We can see that there is a ring road like Zhang San-> Li Si-> Zhang San. At this point, the cause of the endless cycle has been determined. Combining two threads starting almost at the same time and executing the HashBiMap.forcePut method at the same time, it is easy to think that concurrency leads to data inconsistency, which can also be verified, but due to the limited space, I will not repeat it here. If you find a problem, you will be 99% successful. The solution to this problem is very simple: add a synchronized keyword to the syncUserCache method!

Conclusion

The problem encountered this time is not complicated and can be solved with the jstack command. But we hope that through such a case, we can show you some powerful features of Arthas to help you open your mind and have more handy tools when you encounter more complex scenes in the future!

Arthas essay solicitation activity is in full swing.

Arthas officials are holding essay solicitation activities, if you have:

Use the problems checked by Arthas to interpret the source code of Arthas and make suggestions to Arthas.

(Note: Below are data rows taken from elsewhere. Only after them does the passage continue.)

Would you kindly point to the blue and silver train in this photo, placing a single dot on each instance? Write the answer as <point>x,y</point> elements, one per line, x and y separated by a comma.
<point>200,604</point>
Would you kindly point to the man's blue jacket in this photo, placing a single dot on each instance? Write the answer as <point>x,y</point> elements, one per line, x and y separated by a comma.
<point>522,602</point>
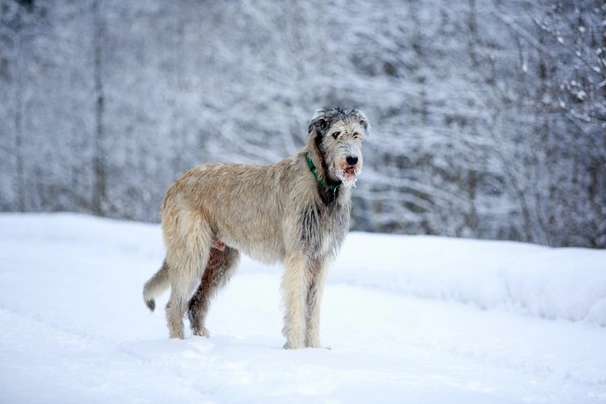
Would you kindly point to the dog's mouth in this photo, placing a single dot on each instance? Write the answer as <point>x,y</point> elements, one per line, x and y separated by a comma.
<point>348,175</point>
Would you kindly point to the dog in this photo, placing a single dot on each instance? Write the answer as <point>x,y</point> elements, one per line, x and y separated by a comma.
<point>296,212</point>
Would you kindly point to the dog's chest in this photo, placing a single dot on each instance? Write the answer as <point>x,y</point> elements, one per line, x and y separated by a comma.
<point>323,230</point>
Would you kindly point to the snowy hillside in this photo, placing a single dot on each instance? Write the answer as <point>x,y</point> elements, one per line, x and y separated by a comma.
<point>408,319</point>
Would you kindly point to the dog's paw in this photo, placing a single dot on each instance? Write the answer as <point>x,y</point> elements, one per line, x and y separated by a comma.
<point>203,332</point>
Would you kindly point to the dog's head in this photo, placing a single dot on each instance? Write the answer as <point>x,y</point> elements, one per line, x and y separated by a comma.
<point>337,135</point>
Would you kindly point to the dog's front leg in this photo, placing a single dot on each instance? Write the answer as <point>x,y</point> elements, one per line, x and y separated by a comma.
<point>318,272</point>
<point>295,285</point>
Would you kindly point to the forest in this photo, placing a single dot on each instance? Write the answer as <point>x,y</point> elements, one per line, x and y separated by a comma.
<point>488,117</point>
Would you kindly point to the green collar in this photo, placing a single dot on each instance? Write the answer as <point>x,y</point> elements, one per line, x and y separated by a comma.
<point>314,171</point>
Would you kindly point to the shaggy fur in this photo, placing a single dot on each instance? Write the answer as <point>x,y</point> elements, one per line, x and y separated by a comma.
<point>295,212</point>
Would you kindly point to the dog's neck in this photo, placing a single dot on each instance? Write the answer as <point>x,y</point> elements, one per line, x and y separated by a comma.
<point>327,188</point>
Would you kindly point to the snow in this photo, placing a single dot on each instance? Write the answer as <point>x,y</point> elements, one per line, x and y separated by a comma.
<point>408,320</point>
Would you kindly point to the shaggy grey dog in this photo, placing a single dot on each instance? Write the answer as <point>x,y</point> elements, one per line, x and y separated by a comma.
<point>295,211</point>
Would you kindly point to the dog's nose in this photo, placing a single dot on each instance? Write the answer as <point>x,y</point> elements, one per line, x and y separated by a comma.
<point>351,160</point>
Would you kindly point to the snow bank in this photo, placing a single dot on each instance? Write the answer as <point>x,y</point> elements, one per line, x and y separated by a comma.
<point>562,283</point>
<point>553,283</point>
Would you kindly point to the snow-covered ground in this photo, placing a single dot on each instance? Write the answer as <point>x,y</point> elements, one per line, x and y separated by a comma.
<point>408,320</point>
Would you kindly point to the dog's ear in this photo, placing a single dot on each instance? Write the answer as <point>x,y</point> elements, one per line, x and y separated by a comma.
<point>363,122</point>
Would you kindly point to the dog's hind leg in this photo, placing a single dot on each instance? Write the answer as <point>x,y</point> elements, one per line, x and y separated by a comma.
<point>187,256</point>
<point>221,265</point>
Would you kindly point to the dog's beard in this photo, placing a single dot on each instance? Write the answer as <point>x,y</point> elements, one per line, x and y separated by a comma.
<point>348,175</point>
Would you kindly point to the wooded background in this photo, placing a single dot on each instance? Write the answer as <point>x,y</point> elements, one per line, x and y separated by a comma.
<point>488,117</point>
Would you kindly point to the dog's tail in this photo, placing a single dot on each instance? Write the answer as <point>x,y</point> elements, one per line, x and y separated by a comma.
<point>156,285</point>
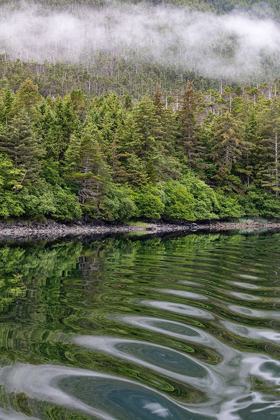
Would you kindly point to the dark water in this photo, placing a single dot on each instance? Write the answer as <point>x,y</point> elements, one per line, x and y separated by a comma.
<point>166,328</point>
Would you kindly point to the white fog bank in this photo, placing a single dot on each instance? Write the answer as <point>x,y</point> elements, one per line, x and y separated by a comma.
<point>233,46</point>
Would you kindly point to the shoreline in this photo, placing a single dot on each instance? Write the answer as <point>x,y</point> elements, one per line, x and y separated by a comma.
<point>52,229</point>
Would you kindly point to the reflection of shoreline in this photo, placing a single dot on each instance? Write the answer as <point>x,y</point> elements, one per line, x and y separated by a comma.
<point>56,230</point>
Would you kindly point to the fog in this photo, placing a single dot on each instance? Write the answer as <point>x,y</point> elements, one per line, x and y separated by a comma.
<point>237,46</point>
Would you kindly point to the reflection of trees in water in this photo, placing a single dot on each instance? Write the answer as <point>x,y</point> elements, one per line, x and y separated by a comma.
<point>63,289</point>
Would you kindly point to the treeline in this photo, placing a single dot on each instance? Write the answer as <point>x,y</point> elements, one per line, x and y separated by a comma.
<point>208,156</point>
<point>105,72</point>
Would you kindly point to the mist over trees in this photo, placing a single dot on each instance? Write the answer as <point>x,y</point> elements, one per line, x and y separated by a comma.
<point>136,128</point>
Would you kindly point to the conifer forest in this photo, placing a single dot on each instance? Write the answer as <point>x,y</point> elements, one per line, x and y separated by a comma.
<point>115,138</point>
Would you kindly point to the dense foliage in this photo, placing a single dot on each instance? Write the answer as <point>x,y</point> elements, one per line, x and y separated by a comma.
<point>207,155</point>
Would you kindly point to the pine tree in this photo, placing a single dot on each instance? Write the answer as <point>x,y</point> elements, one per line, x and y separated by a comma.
<point>19,142</point>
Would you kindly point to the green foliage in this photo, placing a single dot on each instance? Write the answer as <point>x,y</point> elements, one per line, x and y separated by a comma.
<point>229,206</point>
<point>113,159</point>
<point>118,204</point>
<point>206,202</point>
<point>149,203</point>
<point>179,202</point>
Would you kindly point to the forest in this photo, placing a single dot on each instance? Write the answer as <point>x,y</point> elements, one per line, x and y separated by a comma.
<point>116,139</point>
<point>207,155</point>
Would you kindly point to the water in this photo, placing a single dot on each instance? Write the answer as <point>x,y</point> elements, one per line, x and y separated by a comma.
<point>128,328</point>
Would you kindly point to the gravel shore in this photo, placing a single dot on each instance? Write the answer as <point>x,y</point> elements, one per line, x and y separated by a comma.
<point>51,229</point>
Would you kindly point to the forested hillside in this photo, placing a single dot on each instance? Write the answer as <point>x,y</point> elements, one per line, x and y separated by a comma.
<point>117,136</point>
<point>211,155</point>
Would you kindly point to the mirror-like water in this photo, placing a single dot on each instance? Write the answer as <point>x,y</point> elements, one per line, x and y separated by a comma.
<point>182,328</point>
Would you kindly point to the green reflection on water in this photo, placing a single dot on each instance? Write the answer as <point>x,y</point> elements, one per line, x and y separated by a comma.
<point>198,289</point>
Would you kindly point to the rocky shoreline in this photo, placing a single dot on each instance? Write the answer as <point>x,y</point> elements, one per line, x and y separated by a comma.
<point>52,229</point>
<point>55,230</point>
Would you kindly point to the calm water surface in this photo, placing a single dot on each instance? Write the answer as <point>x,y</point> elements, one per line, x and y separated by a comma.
<point>179,328</point>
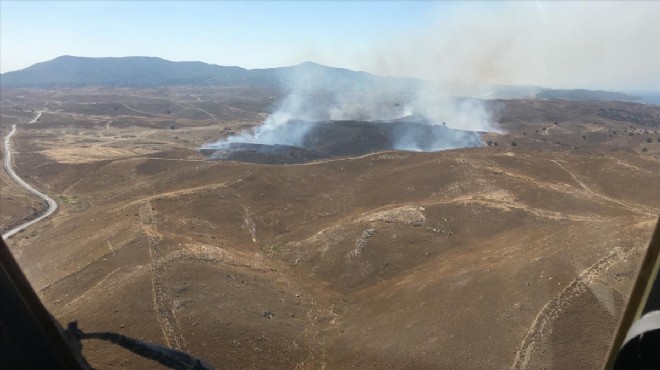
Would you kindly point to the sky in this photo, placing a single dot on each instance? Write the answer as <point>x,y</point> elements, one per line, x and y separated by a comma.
<point>607,45</point>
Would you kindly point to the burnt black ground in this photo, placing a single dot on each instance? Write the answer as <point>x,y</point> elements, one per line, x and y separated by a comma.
<point>332,139</point>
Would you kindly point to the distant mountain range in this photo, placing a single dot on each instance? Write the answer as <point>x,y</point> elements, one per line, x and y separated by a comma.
<point>70,71</point>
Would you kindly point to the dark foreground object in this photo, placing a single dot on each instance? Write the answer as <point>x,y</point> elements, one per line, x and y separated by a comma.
<point>332,139</point>
<point>637,342</point>
<point>30,338</point>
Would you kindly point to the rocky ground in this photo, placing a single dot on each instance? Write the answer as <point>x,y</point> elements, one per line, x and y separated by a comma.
<point>503,256</point>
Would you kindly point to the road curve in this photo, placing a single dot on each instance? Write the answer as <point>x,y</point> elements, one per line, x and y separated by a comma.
<point>52,205</point>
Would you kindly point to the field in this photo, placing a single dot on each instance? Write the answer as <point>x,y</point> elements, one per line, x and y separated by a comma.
<point>517,254</point>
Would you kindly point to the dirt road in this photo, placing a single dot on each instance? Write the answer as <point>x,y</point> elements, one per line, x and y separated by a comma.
<point>52,205</point>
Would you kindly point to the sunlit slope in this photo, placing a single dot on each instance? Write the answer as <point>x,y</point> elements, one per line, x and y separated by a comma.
<point>406,260</point>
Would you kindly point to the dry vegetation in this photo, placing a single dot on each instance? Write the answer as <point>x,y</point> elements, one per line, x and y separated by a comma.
<point>495,257</point>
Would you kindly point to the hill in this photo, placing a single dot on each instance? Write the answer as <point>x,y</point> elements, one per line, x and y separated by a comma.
<point>71,71</point>
<point>501,256</point>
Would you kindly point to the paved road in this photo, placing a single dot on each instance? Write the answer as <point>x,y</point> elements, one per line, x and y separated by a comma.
<point>52,205</point>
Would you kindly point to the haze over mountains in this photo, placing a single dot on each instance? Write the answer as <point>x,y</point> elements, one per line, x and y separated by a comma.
<point>72,71</point>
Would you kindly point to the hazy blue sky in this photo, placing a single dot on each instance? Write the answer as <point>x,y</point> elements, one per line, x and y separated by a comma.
<point>557,44</point>
<point>248,34</point>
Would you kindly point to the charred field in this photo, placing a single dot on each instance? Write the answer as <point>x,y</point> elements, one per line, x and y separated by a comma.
<point>332,139</point>
<point>507,254</point>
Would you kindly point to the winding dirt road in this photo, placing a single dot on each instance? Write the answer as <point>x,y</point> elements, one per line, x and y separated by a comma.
<point>52,205</point>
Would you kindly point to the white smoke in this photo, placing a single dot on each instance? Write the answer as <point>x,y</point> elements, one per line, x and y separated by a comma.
<point>318,94</point>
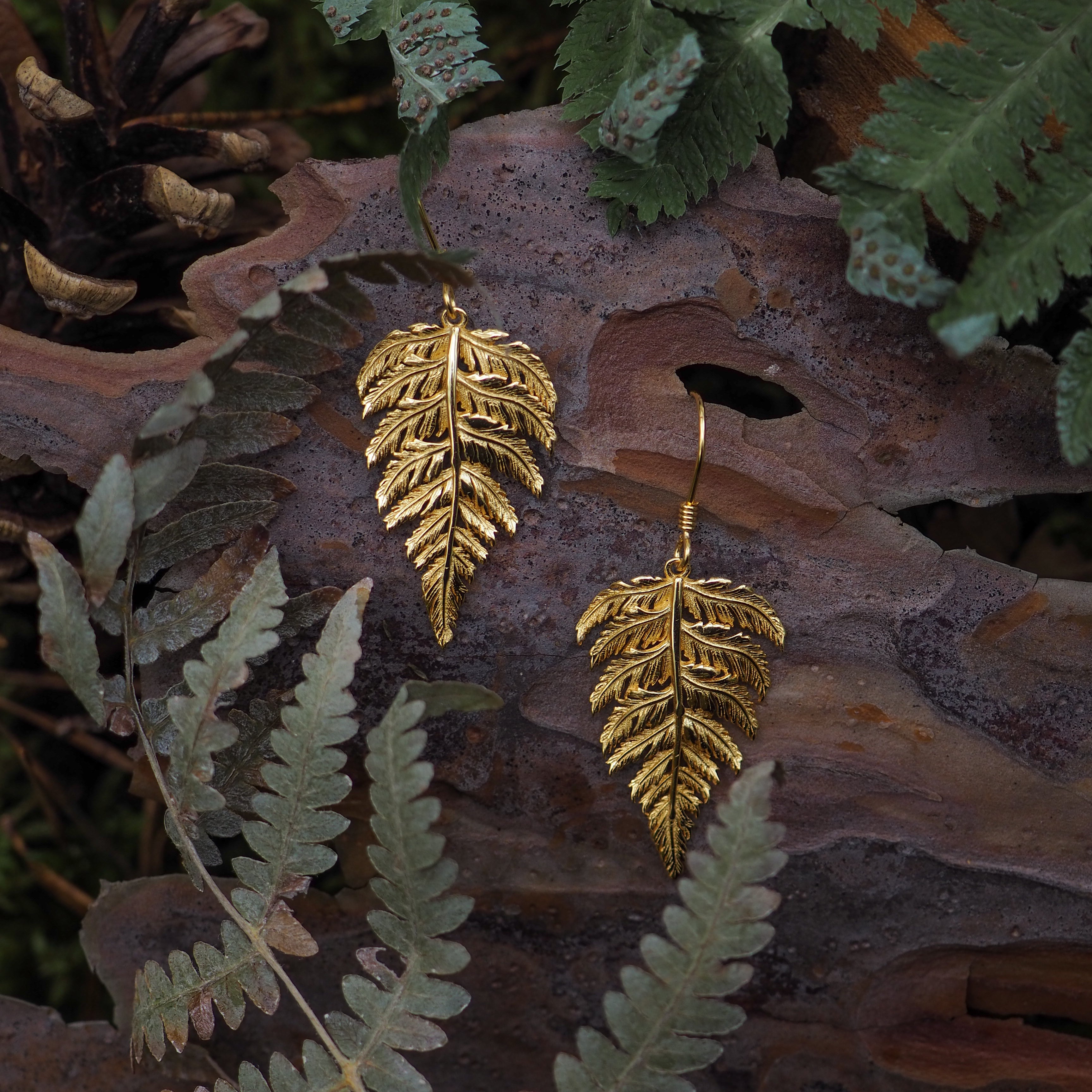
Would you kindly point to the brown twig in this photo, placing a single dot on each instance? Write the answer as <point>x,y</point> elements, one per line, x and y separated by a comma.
<point>57,794</point>
<point>66,893</point>
<point>88,743</point>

No restrictions, other Arthas-related content

Welcome to participate in the essay solicitation activities, and there are prizes to get oh ~ click to contribute

"Alibaba Cloud Native focus on micro services, Serverless, containers, Service Mesh and other technology areas, focus on cloud native popular technology trends, cloud native large-scale landing practice, to be the official account of cloud native developers."

Welcome to subscribe "Shulou Technology Information " to get latest news, interesting things and hot topics in the IT industry, and controls the hottest and latest Internet news, technology news and IT industry trends.

*The comments in the above article only represent the author's personal views and do not represent the views and positions of this website. If you have more insights, please feel free to contribute and share.